The greenish tint on that kid’s face was still haunting him a little for some reason, so he put on a CD to push that out of his mind.  The sun was coming up, flooding the sky with orange and purple, as the high, melodic bass and drums started spasming neatly.  He turned to the passenger’s seat, where he had put a few gatorades.  Looking at them in the light, he suddenly felt weightless and repulsed to the point of nauseousness.  These objects got to continue to be in the world… These bottles were more full of form and weight than he was.  He was a rancid ghost at this point, driving what was left of his form into oblivion.  All of the sudden he was full of a burning, sickly resentment toward the living, toward the healthy, toward all of the creatures that the sun seemed to be shining on and blessing even now.  It was the first time that he questioned whether he was doing the right thing.

The lack of sleep and his sickness and the pills were quite a heady combo, on top of driving an automatic on the highway, and Jamey started to drift off.  He had pleasant, vast blue dreams like seas that he would inhabit for what seemed like years, and then he would snap awake, and it had only been seconds.  Somehow he didn’t lose control of the car through all this.  Normally he would’ve been scared, but this felt incredibly strange and pleasant now that he wasn’t attached to living or dying.  The highway and surrounding grass seemed to him like a sea that he was navigating, the divider a bank.  Sinking into these dreams felt like swimming in little tide pools, not quite connected to the wilder ocean.  Finally he just decided to let go.

 

Jamey was in a parking lot somewhere, lying back, looking up at the sky.  The first thing he noticed when he came to is that he felt fine.  None of the pain he would expect from a crash, no hangover, just a sense of weightlessness that felt wonderful.  It didn’t even really feel like he had flesh, since flesh is defined by its knots and its weight and its pain.  He sat up and looked around.  There didn’t seem to be any cars or people in the lot, which was strange, because as far as he could tell, it was a big strip mall in a suburb of some kind.  It didn’t look like an abandoned mall–the buildings looked nice, new, just empty.

He felt confused and apprehensive.  He had been ready for anything, death from drugs or crashing, but what was this?  As his mind was churning rapidly, his iPhone vibrated.  Sylvie was calling him.  He accepted the call.

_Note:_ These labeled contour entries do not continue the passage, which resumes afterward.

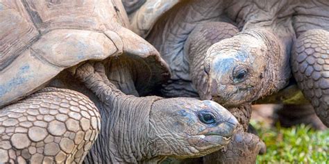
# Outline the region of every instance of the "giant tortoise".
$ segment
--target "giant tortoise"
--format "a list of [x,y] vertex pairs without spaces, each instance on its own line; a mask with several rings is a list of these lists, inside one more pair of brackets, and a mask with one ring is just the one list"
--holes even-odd
[[211,101],[136,97],[169,73],[120,1],[2,1],[0,17],[1,163],[199,156],[236,129]]
[[164,94],[236,106],[284,88],[292,70],[329,125],[327,1],[173,1],[156,18],[143,17],[148,10],[131,16],[133,29],[169,65],[173,76]]

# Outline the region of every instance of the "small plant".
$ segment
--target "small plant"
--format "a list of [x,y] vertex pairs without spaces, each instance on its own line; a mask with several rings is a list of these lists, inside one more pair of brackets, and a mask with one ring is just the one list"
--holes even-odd
[[304,124],[266,129],[255,120],[251,124],[267,147],[257,163],[329,163],[329,130],[315,131]]

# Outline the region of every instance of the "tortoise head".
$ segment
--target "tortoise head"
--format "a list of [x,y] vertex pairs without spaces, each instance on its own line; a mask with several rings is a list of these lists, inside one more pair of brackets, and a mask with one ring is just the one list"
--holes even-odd
[[214,44],[203,65],[209,89],[202,98],[236,106],[278,91],[289,77],[285,54],[276,38],[262,30],[247,30]]
[[212,101],[172,98],[154,102],[150,126],[160,156],[196,157],[228,144],[238,122]]

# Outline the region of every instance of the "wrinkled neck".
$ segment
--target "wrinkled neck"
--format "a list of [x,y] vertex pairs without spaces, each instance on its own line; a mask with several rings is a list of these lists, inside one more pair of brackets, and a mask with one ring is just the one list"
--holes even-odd
[[150,149],[149,113],[157,97],[126,96],[110,106],[98,104],[101,133],[87,155],[86,163],[140,163],[156,156]]
[[86,64],[76,76],[98,97],[101,132],[85,162],[136,163],[156,156],[149,140],[153,103],[160,97],[126,95],[107,79],[103,65]]

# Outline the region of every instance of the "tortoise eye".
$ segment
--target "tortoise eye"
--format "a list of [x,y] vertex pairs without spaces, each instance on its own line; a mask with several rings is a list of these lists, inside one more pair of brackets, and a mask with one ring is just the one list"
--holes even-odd
[[199,114],[200,121],[206,124],[212,124],[216,122],[216,117],[209,112],[200,112]]
[[248,70],[243,67],[237,67],[233,69],[233,81],[235,83],[241,83],[247,76]]

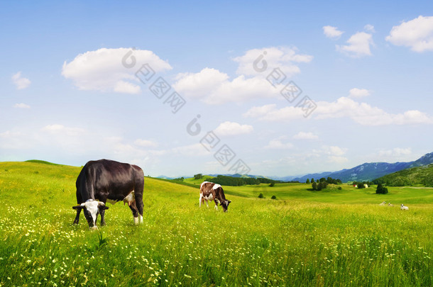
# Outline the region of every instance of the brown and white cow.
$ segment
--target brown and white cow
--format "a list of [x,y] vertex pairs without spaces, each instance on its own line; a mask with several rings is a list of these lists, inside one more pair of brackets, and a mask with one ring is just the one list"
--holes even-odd
[[224,191],[219,184],[204,181],[200,186],[200,207],[202,207],[202,203],[204,201],[206,201],[206,205],[209,207],[207,201],[212,201],[212,200],[215,201],[215,209],[218,209],[218,203],[219,203],[224,212],[227,211],[229,203],[231,202],[231,201],[226,199]]

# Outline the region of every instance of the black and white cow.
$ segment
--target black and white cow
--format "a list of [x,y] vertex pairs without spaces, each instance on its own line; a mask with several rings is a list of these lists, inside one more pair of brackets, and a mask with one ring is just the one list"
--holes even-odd
[[98,214],[101,225],[105,225],[105,210],[109,208],[105,203],[121,201],[128,203],[134,223],[143,223],[144,173],[139,167],[108,159],[90,161],[81,170],[75,186],[78,205],[72,207],[77,210],[75,224],[83,210],[90,229],[97,229]]
[[219,184],[204,181],[200,186],[200,207],[202,207],[202,203],[204,201],[206,201],[206,205],[209,207],[207,201],[212,201],[212,200],[215,201],[215,209],[218,209],[218,203],[219,203],[224,212],[227,211],[229,203],[231,202],[231,201],[226,199],[224,191],[222,190],[222,187]]

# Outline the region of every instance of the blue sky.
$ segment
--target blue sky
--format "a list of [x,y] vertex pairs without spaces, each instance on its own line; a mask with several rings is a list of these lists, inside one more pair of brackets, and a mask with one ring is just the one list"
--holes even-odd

“Jamey, I just had a dream about you, I need to know you’re alright.  I know it seems silly…” Her voice was tremulous.  “Please just let me know you’re okay…”  His heart was pounding wildly in his chest.  “Sylvie…” escaped his mouth, almost whispered.  “Jamey, are you there?”  She didn’t seem to have heard him.  “Jamey, I can’t hear you!” she said hysterically.  “Jamey, stop FUCKING WITH ME!” She was screaming and sobbing.  He said her name over and over again, but she couldn’t hear him at all, as far as he could tell.  There was a sinking feeling in his stomach as he held the phone up to his ear, listening to her sob, and whirled around, looking for anyone that could help him.

She hung up, and he looked at the phone’s screen.  He started to stare into the glow intently, as if it was a lake with something under the surface.  There was something about it drawing him in.  He leaned more and more, and things started to dirty and pixellate and dissolve into a glitchy mess.  He kept his eyes on the light of the phone screen and the hum it had.  That hum was like money, whirring through the world ceaselessly, making it move.  He kept his eyes on it even as he felt himself dissolve and sink into the concrete that just a minute ago was solid, as if fixing his gaze on it could save him, as if it was the sun that he had aimed at all those hours ago.